EGO SAVUNMA MEKANİZMALARI Bastırma Yadsıma (İnkar) Neden Bulma Yansıtma Ödünleme Yüceltme Özdeşleşme İçleştirme Yön Değiştirme Boyun Eğme-Duygudaşlık Karşıt Tepki Oluşturma Gerileme Duygusal Soyutlanma Dönüşme Yapma-Bozma Somatizasyon Bölünme Çözülme Kendine Yöneltme Somutlaştırma Yalıtma Saplanma Direnç
BASTIRMA İçgüdüsel dürtülerin insanın isteği dışında bilinç dışında tutulmasına ve bilince çıkmalarının önlenmesine baskı, uygun görülmeyen istek ve anıları bilinçten uzaklaştırma mekanizmasına ise bastırma denir.
Diğer mekanizmalara oranla daha temel,kesin ve ilkeldir Diğer mekanizmalara oranla daha temel,kesin ve ilkeldir. Beklenmedik anda tehlikeyle karşılaşıldığında yaşanan korkuya karşı geliştirilen akut savunma ketlenmesiyle özdeştir. İnsanın temel korunma amacına hizmet eden savunucu ketlemenin doğrudan bir belirtisidir.
Örneğin ; Karşımızdakini öldürme dürtüsünün bastırılmamasının nelere yol açabileceğini düşünmek,bastırmanın önemini göstermektedir. Ölüm olayını hiç düşünmeyişimiz de örnek olabilir.
YADSIMA (İNKAR) Tehdit eden yada acı veren gerçeği kabullenmeyi reddetmektir.
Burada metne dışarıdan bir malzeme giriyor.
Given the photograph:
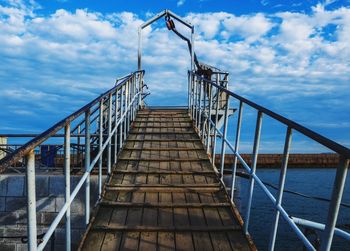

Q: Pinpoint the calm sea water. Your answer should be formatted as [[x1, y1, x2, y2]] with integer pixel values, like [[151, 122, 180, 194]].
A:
[[226, 168, 350, 251]]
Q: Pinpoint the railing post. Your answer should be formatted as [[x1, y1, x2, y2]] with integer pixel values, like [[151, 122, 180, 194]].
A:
[[114, 90, 119, 164], [243, 111, 262, 234], [211, 88, 220, 166], [124, 83, 129, 140], [320, 156, 350, 251], [98, 98, 104, 199], [128, 78, 133, 129], [107, 93, 113, 175], [269, 127, 292, 251], [187, 71, 192, 115], [197, 80, 203, 135], [85, 109, 90, 225], [76, 125, 82, 167], [207, 84, 213, 154], [192, 73, 197, 123], [26, 150, 37, 251], [220, 95, 230, 178], [119, 86, 124, 149], [202, 80, 207, 144], [231, 101, 243, 202], [64, 122, 71, 251]]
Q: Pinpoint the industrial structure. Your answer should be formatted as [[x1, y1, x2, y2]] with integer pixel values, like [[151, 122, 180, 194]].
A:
[[0, 10, 350, 251]]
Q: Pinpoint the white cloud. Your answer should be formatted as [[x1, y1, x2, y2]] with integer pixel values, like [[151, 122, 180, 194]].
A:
[[176, 0, 186, 7], [0, 1, 350, 147]]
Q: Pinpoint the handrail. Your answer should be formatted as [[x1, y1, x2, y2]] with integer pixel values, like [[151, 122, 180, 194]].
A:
[[192, 73, 350, 158], [188, 71, 350, 251], [0, 70, 145, 172], [0, 71, 144, 251]]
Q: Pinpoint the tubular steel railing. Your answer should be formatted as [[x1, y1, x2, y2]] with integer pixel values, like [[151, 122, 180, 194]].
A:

Birçok özrümüzü,utanç yada suçluluk duygusu doğurabilen eski deneyimlerimizi yalnız bilinç dışına itmekle kalmayız, bunları biz hiç yaşamamış gibi algılar, kendimize hiç yakıştırmayabiliriz.
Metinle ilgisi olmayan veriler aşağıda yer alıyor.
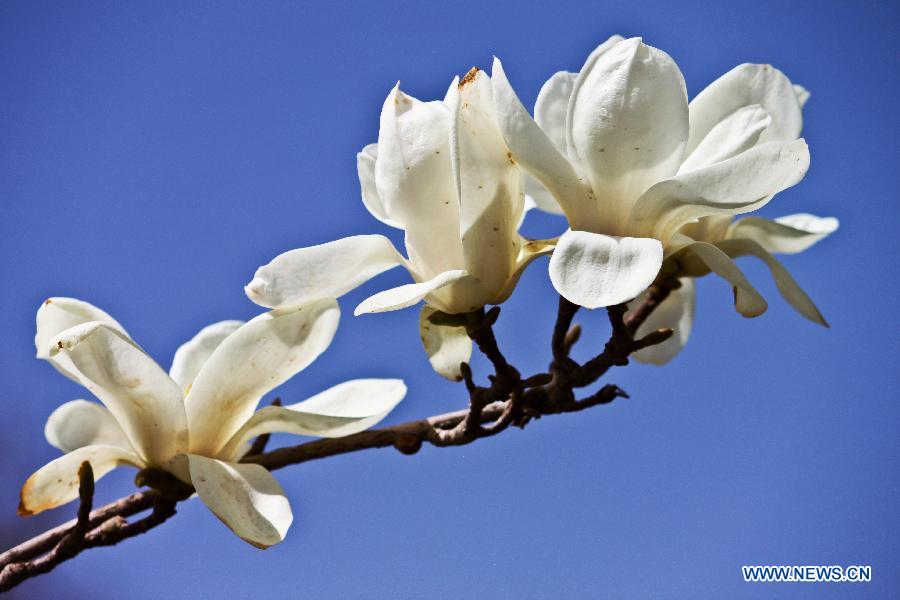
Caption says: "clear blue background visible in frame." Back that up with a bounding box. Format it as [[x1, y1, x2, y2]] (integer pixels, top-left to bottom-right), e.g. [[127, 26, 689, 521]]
[[0, 0, 900, 599]]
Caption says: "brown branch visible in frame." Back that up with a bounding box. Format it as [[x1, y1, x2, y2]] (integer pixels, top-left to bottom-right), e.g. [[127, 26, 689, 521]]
[[0, 281, 677, 591]]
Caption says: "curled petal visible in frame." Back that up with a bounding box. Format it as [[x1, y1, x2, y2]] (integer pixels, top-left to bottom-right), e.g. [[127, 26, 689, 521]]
[[726, 213, 839, 254], [184, 300, 340, 456], [491, 236, 559, 304], [244, 235, 404, 308], [187, 454, 294, 549], [687, 64, 803, 152], [356, 144, 403, 229], [550, 231, 663, 308], [169, 321, 244, 394], [375, 83, 463, 278], [450, 71, 524, 293], [44, 400, 134, 452], [51, 322, 188, 468], [34, 298, 133, 383], [669, 242, 769, 317], [717, 239, 828, 327], [563, 38, 688, 233], [220, 379, 406, 459], [19, 446, 146, 517], [353, 269, 471, 316], [631, 277, 697, 365], [419, 304, 472, 381], [629, 140, 809, 242], [678, 104, 772, 173]]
Oğlunu trafik kazasında yitiren anne,onun ölüsünü gördüğü,ölüm törenine katıldığı halde bir süre sonra oğlunun ölmediğine kendini inandırmıştı.Sık sık oğlunun arkadaşlarına telefon ederek oğlunun ölmediğini,gizli bir örgütün kaçırdığını,oğlunu bulmak için kendisine yardım etmeleri gerektiğini bildiriyor ve her türlü açıklamaları kesinlikle yadsıyordu.
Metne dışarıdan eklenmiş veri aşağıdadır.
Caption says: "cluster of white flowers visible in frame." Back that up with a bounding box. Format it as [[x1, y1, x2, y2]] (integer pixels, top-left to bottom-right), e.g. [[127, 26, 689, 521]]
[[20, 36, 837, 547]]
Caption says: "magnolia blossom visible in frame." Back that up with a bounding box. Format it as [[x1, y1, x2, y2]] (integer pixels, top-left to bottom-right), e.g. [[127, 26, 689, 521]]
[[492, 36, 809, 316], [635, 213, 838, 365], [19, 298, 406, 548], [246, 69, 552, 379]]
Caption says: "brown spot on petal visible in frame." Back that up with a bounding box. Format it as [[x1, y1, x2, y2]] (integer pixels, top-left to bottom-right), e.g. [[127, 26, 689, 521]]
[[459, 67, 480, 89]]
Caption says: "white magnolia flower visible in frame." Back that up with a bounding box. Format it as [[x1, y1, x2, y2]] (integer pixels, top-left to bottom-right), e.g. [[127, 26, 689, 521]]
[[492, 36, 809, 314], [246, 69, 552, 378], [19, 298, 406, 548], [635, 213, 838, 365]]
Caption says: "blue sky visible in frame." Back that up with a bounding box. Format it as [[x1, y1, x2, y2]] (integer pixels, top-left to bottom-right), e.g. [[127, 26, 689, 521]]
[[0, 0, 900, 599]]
NEDEN BULMA Gerçeğe uygun olmayan düşünce ve duyguların akla yatan sebeplerle ifade edilmesidir. Anksiyetenin gücünü azaltmak amacıyla ve çoğu kez yadsıma mekanizması ile birlikte kullanılır.İki temel savunma öğesi bulunur : a)Kişinin davranışını haklı göstermesine yardımcı olan öğe b)Ulaşılamayan amaçlara ilişkin düş kırıklığının etkisini yumuşatan öğe
Geçmiş,yaşamakta olduğumuz yada gelecek için tasarladığımız davranışlara mantıklı ve toplumun onayladığı açıklamalar getirme biçiminde işler.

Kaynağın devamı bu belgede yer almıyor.